LAST week’s survey published by researchers at University College London is one that the incoming Labour government would do well to study.
It found that 74 per cent of those responding believed that our political system was ‘rigged to service the rich and influential.’ Ninety-six per cent believed more respect should be shown to “ordinary people.”
Well over half of respondents blamed Tory mismanagement for the crisis of the National Health Service and the collapse of other aspects of the welfare state.
On the face of it, there is no direct evidence of a swing to the populist right – even though Labour itself only secured a third of the vote in the election. Yet the danger signals are there. These are precisely the attitudes the populist right seeks to exploit.
It is why the Labour leadership needs to pay very careful attention to current demands to address inequality and poverty as a central part of any drive to secure economic growth.
As the director of the Institute for Fiscal Policy recently noted, the Labour manifesto contained only one reference to “inequality” and 49 to “growth.” Yet, as in 1945, the two are inseparable.
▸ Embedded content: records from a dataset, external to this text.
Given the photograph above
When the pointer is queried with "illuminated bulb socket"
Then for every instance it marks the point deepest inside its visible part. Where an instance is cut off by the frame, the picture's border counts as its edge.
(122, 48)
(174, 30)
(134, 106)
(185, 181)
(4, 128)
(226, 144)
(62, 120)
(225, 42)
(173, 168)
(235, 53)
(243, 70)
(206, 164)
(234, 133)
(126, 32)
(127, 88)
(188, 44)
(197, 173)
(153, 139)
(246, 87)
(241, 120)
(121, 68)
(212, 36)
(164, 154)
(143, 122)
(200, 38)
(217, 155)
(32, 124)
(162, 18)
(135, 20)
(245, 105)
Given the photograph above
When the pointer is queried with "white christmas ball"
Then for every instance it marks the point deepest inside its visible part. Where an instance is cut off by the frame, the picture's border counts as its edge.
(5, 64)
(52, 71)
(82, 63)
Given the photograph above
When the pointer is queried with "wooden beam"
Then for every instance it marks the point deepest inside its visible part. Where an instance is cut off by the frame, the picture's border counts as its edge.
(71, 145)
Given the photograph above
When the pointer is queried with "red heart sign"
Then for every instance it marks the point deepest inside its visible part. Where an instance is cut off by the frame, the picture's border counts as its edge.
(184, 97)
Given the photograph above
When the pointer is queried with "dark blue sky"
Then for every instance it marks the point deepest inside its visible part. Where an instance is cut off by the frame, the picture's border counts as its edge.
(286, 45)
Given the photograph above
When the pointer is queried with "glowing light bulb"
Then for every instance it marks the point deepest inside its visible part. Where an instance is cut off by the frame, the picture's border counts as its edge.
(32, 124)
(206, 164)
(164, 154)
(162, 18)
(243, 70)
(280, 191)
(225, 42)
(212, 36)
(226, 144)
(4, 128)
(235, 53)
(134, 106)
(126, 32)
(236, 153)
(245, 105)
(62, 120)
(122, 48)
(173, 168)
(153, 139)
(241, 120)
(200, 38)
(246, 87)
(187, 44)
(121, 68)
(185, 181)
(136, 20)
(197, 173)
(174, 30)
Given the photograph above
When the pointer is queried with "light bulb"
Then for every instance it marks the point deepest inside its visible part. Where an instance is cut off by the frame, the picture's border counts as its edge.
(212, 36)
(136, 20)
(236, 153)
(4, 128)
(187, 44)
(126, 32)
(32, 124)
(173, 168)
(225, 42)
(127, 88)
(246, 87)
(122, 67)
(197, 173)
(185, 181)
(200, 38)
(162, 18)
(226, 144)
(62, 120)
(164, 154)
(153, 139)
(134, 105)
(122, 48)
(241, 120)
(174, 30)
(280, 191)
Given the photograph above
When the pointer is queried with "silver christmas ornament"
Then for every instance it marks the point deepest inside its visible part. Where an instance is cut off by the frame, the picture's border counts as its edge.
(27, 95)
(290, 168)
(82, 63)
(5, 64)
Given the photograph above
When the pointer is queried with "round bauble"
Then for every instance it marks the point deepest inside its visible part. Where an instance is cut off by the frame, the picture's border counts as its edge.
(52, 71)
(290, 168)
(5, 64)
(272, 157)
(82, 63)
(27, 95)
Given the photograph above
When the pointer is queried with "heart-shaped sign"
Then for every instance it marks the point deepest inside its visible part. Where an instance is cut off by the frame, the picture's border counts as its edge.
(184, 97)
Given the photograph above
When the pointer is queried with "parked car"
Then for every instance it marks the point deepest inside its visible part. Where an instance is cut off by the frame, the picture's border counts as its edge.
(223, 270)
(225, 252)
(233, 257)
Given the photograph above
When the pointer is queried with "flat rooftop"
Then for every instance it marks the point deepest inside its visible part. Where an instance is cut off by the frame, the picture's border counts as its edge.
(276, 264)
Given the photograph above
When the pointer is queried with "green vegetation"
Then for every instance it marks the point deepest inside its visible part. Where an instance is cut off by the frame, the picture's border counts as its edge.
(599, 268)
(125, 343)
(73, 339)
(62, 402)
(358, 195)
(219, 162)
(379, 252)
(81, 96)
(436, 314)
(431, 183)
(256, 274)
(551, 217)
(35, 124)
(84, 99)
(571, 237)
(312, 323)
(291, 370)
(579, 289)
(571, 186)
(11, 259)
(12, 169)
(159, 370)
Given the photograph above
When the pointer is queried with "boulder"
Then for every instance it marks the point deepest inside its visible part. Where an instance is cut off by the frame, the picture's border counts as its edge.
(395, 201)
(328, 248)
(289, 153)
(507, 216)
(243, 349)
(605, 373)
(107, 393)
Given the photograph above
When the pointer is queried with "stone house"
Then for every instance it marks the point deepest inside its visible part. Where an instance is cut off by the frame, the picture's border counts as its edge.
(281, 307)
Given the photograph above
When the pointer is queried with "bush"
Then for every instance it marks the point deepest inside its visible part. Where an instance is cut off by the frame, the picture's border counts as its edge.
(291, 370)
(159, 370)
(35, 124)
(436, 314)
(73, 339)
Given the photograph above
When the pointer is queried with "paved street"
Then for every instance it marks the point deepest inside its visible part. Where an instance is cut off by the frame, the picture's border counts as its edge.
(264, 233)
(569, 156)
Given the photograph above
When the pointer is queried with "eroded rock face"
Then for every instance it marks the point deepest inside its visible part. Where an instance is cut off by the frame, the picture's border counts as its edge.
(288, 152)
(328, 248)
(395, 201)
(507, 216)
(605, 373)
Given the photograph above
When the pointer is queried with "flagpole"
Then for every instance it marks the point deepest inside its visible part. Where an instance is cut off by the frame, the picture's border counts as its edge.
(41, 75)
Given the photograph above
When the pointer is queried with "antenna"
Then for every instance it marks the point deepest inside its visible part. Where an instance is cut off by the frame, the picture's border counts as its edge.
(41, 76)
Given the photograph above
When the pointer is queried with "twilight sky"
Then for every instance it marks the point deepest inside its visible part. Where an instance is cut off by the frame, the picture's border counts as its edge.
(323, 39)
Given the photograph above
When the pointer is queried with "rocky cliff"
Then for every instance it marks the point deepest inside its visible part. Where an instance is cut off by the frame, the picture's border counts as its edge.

It is therefore welcome that the demand for an end to the two-child benefit cap is being taken up strongly within the Parliamentary Labour Party as well as the trade union movement. The cap is one of the meanest legacies of Tory rule and a major contributor to poverty.
No less central is the issue of housing. The finding by Citizens Advice that almost half of those living in private rented accommodation in England suffer damp all year round is just one symptom of the wider problems caused by housing privatisation and the run-down of direct works departments.
Shelter’s response to the King’s Speech is that 90,000 houses for social rent will be needed each year for 10 years to resolve the crisis.
The government’s promised Renters’ Rights Act is therefore welcome – as is the pledge to secure 1.5 million new homes.
Yet the building of them will, it seems, be through partnerships with the private sector – albeit, it is claimed, with stringent conditions. This itself raises serious concerns.
A report from the Competition and Markets Authority published earlier this month noted that just 11 companies dominate the industry. They extract, as the report politely puts it, “higher profits than would be expected in a well-functioning market” and, worse still, their deficient management of infrastructure leads to “significant public detriment.” These, presumably, are the companies on which they government will rely.
It also indicative of its more general approach to economic development – which the economist Mariana Mazzucato has recently described as “a handout machine for business.” It is one that is very different to that in 1945 which gave a key role to developing the public sector and achieved rates of growth that can now only be dreamed of.
Great British Energy will be a partnership with the multinational energy companies, almost all now externally owned, in which direct public ownership will be peripheral. While the public ownership of rails is welcome, it leaves out the most profitable part, the private provision of rolling stock. Other essential public utilities, water, communications, posts, are left in private hands. Social care and, in England, education, remain largely so.
There is therefore every need for the trade union movement to give support to those MPs who are ready to challenge those elements in the Labour programme which are part of a “hand-out machine” for big business. These policies do nothing to boost real growth or resolve the massive social problems we face. Anything else will indeed open the door to the populist right.